What strategies do you have to prevent burnout?
That’s an excellent question. I have had to introspect about why I feel burnt out and what works for me. The first key for me is good, clear communication of expectations. Being able to tell my team exactly what I can and can’t do, the timeframe in which I can achieve this and to be open to hearing the same from my team members takes away the irritation of missed deadlines and incomplete work that causes burnout. Burnout comes from the lack of communication between the person who is suffering and the people who they believe are the cause of the suffering. This communication is not easy and is affected by power dynamics, lack of agency, and personalities amongst other factors. If we can achieve this communication with empathy, respect and kindness, we will mitigate burnout to a great extent.

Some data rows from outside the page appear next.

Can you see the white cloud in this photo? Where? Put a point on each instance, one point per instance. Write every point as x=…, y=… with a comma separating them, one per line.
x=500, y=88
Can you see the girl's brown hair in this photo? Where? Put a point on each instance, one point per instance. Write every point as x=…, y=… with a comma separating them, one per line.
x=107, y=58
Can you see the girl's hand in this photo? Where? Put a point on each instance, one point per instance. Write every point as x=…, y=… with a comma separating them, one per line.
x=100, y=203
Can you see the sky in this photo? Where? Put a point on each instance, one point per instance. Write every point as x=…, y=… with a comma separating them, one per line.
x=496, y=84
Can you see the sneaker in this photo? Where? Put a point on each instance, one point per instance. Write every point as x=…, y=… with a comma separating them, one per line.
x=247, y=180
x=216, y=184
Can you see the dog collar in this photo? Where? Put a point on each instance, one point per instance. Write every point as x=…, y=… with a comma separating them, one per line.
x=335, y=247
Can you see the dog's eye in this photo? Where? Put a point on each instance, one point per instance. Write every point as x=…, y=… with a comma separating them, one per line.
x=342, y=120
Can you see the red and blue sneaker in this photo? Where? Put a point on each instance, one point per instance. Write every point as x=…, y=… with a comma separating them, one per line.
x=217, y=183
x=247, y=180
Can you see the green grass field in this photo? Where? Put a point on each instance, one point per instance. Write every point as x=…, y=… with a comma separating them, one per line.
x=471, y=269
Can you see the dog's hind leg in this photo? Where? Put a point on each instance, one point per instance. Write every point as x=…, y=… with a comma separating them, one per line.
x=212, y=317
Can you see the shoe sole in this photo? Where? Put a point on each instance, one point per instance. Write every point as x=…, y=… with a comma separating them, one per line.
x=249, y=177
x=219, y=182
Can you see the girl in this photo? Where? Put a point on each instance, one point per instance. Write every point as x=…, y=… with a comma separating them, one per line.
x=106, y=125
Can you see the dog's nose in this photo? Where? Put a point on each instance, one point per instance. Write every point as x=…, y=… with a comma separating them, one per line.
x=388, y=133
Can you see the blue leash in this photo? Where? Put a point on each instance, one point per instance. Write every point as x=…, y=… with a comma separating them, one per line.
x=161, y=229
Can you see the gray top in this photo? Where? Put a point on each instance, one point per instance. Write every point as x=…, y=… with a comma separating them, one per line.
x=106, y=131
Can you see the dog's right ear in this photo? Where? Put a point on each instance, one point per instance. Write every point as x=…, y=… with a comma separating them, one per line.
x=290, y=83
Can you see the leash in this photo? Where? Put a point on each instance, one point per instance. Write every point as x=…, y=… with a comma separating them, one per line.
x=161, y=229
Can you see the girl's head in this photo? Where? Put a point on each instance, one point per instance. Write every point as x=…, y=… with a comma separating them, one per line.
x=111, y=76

The second way I avoid burnout is try and limit procrastination to the best of my ability. If there’s something that needs to be done, I get it done. A long to-do list adds to my stress and mental load. I understand that it’s not always possible to action everything immediately, but I try my best to get things off my list in a timely manner, so I don’t have to carry the extra load of constantly reminding myself of all the things I need to do.
What are your plans for the short- and long-term future?
My aim has always been to be the best surgeon that I can be. Over the years, I have evolved my surgical techniques as I have learned from senior surgeons both in USA and now in Australia. The thinking that ‘we have always done it this way and this way is the best’ doesn’t hold true anymore and I believe that we should be continuously learning and improving. My long-term aim is to pass on what I have learned to the next generation and train future urogynaecologists.
More immediately though, I am very excited about an upcoming role in Adelaide. I will be the only certified urogynaecologist in a public health service in all of SA. I am working out the details of what this will look like and how I will combine my research interests with clinical and surgical work. Starting something new is always exciting but it can also be daunting. I am approaching it with optimism and a passion for working with both the strengths and gaps that currently exist. I look forward to putting SA on the urogynaecology map of Australia.